Evening. A sudden, deafening heartbeat jars my bones, and a vague anxiety revisits. The helicopter is back. Hovering low, its searchlight swings over my window, invading my private space with public urgency. I feel consumed by the thrumming and vibrate with it. The beam of light passes over my window again before it flies away, but it doesn’t go far. It circles, again and again, as usual.
“Criminal on the loose again,” I say. This happens at least twice a week, sometimes twice a day. If it’s daylight, I feel compelled to run outside and stare up at the police chopper, or look for glimpses of it between the trees and rooftops. This is the nester in me, the homeowner afraid for her safety and security. And it’s the thiefhunter in me, trying to triangulate the position of the fleeing perp, guess the scene of the crime.
If it’s night, I mentally confirm that all doors are locked. Who is being hunted? What did he do? Where is he now? Where would I go, if it were me? My neighborhood’s a good one for hiding, with all its mature trees and shrubs and shadows. Lots of walls to leap over. Did I leave any lights on to light up the yard? Sometimes Bob and I turn on a police scanner, but it’s never interesting. Sometimes we only get valet parking attendants, or something to do with golf. We haven’t learned how to use it properly.
Sometimes the helicopter is accompanied by sirens on the ground, but not always. Today the police cars actually drove onto the street behind my house. There, they always turn off their sirens before entering the neighborhood.

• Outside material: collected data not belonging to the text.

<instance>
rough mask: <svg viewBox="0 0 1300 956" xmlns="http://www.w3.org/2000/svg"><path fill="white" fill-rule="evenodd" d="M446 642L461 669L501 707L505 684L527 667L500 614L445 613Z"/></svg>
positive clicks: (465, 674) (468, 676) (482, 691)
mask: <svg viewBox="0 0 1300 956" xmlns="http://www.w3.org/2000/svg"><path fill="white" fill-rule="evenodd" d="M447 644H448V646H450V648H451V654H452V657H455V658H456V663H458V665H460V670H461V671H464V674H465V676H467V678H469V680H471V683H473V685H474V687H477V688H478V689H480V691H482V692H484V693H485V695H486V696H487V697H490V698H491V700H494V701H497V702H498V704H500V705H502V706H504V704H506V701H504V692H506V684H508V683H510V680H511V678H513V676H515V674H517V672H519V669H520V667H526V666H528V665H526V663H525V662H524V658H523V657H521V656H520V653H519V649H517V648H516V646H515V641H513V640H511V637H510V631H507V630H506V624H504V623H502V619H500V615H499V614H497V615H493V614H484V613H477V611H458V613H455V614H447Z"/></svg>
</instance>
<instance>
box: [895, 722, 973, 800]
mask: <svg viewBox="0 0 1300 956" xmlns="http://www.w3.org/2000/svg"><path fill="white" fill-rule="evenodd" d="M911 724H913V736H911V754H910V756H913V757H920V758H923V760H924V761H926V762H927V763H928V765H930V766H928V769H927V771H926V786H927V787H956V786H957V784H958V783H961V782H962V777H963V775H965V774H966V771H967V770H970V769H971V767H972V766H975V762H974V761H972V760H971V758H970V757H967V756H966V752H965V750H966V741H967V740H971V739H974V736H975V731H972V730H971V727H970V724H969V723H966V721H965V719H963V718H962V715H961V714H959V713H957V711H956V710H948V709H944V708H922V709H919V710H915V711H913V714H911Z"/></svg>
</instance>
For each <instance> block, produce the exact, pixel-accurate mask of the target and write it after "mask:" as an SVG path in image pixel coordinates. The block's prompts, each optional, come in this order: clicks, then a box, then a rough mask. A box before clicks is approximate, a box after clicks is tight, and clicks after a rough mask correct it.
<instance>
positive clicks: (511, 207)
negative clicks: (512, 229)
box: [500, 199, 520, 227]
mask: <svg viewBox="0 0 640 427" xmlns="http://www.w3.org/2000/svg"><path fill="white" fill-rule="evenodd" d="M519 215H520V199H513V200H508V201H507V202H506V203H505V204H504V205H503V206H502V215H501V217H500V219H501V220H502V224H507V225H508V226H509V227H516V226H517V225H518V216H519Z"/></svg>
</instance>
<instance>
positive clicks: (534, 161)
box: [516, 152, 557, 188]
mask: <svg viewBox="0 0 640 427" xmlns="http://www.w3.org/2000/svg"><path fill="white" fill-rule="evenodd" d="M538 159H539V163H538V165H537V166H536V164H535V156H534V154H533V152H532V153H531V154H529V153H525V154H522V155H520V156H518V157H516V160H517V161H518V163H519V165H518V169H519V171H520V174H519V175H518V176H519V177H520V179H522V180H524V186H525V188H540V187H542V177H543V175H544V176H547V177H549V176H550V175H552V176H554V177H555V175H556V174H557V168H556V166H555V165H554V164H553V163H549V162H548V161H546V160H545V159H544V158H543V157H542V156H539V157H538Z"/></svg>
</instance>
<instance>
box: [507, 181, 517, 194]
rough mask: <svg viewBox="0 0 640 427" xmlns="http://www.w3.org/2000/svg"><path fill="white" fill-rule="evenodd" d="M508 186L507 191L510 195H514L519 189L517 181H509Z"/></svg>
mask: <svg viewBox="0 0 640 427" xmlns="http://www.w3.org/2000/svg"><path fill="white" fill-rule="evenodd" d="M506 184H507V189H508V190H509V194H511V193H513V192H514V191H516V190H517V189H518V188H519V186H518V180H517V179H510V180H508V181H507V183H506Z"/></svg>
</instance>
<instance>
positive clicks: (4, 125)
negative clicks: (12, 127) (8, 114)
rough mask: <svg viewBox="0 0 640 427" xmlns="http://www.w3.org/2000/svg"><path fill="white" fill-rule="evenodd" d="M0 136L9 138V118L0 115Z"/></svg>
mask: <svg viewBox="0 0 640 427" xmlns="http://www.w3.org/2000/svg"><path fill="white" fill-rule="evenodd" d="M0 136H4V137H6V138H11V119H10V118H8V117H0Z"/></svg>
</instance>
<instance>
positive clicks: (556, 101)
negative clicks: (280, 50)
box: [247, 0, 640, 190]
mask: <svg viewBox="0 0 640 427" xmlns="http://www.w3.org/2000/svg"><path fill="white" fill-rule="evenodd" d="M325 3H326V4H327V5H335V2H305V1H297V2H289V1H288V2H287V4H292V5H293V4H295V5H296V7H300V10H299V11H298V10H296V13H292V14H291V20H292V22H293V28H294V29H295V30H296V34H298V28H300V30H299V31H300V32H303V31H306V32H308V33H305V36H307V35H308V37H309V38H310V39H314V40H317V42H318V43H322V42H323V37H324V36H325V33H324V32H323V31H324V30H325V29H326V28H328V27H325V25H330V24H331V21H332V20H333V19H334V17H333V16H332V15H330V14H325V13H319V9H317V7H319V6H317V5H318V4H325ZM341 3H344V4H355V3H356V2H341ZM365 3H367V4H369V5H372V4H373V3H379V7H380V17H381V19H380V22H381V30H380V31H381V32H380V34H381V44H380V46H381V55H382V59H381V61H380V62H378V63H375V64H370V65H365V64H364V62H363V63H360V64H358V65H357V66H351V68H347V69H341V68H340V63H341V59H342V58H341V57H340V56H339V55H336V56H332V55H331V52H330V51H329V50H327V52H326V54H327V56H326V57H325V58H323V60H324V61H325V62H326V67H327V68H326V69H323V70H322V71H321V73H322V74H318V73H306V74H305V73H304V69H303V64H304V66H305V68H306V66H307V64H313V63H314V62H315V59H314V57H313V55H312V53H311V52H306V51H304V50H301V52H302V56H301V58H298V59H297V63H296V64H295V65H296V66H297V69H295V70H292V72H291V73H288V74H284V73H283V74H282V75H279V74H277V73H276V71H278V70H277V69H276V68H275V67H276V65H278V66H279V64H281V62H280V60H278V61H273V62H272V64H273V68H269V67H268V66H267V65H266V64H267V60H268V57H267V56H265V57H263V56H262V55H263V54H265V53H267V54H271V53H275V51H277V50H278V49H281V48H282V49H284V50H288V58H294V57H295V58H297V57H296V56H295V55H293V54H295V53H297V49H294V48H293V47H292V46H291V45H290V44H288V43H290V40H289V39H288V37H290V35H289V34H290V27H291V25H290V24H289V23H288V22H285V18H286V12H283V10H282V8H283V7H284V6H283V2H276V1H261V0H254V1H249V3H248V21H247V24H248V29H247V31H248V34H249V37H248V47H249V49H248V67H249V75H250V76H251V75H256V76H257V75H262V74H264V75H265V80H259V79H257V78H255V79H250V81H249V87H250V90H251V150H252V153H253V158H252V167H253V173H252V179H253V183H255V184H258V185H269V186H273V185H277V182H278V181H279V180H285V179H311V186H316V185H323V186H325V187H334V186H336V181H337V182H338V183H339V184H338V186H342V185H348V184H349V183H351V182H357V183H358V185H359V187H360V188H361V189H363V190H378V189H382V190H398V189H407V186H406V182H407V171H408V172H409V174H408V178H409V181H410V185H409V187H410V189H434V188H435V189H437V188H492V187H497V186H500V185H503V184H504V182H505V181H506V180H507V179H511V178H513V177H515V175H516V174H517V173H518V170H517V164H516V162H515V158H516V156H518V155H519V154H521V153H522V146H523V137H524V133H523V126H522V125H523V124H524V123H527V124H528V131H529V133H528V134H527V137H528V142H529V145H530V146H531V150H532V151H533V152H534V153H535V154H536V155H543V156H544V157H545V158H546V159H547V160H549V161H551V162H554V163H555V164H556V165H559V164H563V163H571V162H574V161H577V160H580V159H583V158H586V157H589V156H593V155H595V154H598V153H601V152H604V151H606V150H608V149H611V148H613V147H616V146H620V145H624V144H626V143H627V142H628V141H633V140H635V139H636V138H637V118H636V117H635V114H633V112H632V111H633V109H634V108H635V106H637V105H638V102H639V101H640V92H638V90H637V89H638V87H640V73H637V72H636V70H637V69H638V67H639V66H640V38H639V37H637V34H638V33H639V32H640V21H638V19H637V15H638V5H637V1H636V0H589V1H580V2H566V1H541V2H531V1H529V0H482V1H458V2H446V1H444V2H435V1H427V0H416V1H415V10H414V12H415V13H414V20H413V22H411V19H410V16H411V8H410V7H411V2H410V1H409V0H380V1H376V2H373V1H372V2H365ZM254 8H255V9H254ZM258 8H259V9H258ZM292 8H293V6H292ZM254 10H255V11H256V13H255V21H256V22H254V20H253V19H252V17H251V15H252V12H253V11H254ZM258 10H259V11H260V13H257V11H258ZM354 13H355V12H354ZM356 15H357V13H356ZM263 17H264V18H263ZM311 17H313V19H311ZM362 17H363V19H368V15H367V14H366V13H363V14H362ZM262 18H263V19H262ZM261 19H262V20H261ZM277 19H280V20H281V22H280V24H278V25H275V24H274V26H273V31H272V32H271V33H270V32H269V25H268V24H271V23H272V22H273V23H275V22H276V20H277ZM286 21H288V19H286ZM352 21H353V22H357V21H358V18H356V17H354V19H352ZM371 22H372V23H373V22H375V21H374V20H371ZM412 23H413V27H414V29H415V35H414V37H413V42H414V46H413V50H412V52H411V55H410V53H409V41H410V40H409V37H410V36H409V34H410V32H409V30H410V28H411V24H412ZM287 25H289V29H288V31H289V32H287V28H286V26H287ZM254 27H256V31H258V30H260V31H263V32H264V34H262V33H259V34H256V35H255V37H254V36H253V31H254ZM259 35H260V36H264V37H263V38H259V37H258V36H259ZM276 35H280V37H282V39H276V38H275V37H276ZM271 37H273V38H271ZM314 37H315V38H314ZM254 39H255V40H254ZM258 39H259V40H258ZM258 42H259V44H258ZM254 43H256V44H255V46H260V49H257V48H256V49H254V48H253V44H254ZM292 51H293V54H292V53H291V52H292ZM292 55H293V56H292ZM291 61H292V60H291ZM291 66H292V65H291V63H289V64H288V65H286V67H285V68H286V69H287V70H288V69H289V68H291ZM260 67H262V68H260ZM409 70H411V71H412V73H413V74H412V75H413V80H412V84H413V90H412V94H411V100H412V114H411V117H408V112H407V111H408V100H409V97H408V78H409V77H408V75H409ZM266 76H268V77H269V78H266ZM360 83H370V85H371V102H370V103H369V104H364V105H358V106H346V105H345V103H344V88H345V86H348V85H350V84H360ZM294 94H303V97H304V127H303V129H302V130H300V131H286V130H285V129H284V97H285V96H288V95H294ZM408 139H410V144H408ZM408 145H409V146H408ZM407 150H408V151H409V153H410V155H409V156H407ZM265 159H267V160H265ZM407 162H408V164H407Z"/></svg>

I don’t live in a war zone, but in a city center. Having grown up in suburbia, I can’t ignore these incidents as life-long city-dwellers might. The searches are never resolved to my satisfaction. I never learn what happened, or if the subject was caught. In fact, I’m always left with the vague assumption that the helicopter just gave up and left the criminal on the loose. It’s always a criminal, by the way. Never a suspect. In my mind.